Чаттертон смеется в ответ, и Кросс бросает на него быстрый взгляд.
Вы-то сами в хорошем расположении духа, – да, сэр, невзирая на свой злосчастный желудок?
О да, я в отличном настроении.
Да, выглядите вы прекрасно, выглядите вы прекрасно.
Кросс отмеряет граны мышьяка.
Любопытное сочетание, сэр, мышьяк и опиум.
Он просеивает гранулы в мешочек поменьше.
Вы не слыхали о самоубийстве – в семи дверях отсюда?
Чаттертон качает головой.
Это был один прусский джентльмен, по имени Стерн. Френсис Стерн. Его нашли на следующее утро: все тело и лицо перекручены. Видите ли, сэр, мышьячные конвульсии. Он воздействует на prima viae[106] и часто оказывается эккопротическим.
Как-как вы сказали?
Чаттертон достает свой блокнот, куда записывает все новонайденные слова.

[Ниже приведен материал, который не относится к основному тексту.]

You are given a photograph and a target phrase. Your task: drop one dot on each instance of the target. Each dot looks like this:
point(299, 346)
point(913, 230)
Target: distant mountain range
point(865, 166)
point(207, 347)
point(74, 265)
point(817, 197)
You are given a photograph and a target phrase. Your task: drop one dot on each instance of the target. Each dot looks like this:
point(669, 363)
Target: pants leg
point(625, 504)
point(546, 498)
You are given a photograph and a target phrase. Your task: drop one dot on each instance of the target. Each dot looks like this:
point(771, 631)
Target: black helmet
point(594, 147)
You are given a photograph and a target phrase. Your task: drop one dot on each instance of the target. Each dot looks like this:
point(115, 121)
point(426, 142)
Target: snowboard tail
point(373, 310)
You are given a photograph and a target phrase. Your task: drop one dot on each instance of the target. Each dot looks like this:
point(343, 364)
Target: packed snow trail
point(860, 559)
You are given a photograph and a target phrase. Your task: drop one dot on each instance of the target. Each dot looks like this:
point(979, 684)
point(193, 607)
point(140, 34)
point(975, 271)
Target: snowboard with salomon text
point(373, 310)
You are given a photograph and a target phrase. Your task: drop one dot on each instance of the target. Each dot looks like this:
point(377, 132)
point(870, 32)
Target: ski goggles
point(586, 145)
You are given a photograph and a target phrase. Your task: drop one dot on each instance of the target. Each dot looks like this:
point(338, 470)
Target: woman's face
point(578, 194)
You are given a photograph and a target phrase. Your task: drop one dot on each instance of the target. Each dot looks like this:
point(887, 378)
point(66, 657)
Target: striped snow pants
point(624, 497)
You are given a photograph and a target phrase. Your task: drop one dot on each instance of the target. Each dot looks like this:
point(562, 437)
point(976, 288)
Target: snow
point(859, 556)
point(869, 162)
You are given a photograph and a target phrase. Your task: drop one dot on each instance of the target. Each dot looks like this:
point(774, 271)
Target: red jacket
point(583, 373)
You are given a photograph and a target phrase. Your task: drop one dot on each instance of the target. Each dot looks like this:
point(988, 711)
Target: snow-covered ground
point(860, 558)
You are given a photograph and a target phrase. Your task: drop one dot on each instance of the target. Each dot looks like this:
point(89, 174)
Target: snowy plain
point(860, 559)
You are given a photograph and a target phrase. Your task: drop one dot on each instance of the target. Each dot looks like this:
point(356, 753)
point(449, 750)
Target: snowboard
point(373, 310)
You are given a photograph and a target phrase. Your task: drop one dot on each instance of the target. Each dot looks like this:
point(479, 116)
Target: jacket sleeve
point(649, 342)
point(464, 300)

Эккопротическое, дорогой сэр. Слабительное. Очистительное. Часто роковое.
Он склоняется и касается Чаттертоновой записной книжки.
И нашли на злосчастном трупе записку.
Да?
Чаттертон заинтригован.
Жертва написала: О Люцифер, сын зари, как низвержен ты во Ад, в яму преисподней. Почти образчик поэзии, сэр.
Кросс перевязывает мешочек с мышьяком двойной бечевкой. Но, без сомнения, литература та и родилась из опиума, который нашли возле его кровати. А приговор был – felo de se. Самоубийство. Как говорит достойный Монах о маке – верно ведь:
В зародыше цветка сего таится И яд, и врачевания десница.
А Чаттертон доканчивает цитату за него:
Вдыхая малость – сердце веселишь,
Но перегни – в могилу угодишь.
Но моя совесть чиста, продолжает Кросс, тот немец покупал мышьяк не здесь.
Он снова бросает на Чаттертона быстрый взгляд, и юноша правильно истолковывает его.
Могу вас заверить, я не питаю подобных намерений, как тот джентльмен, о котором вы говорите.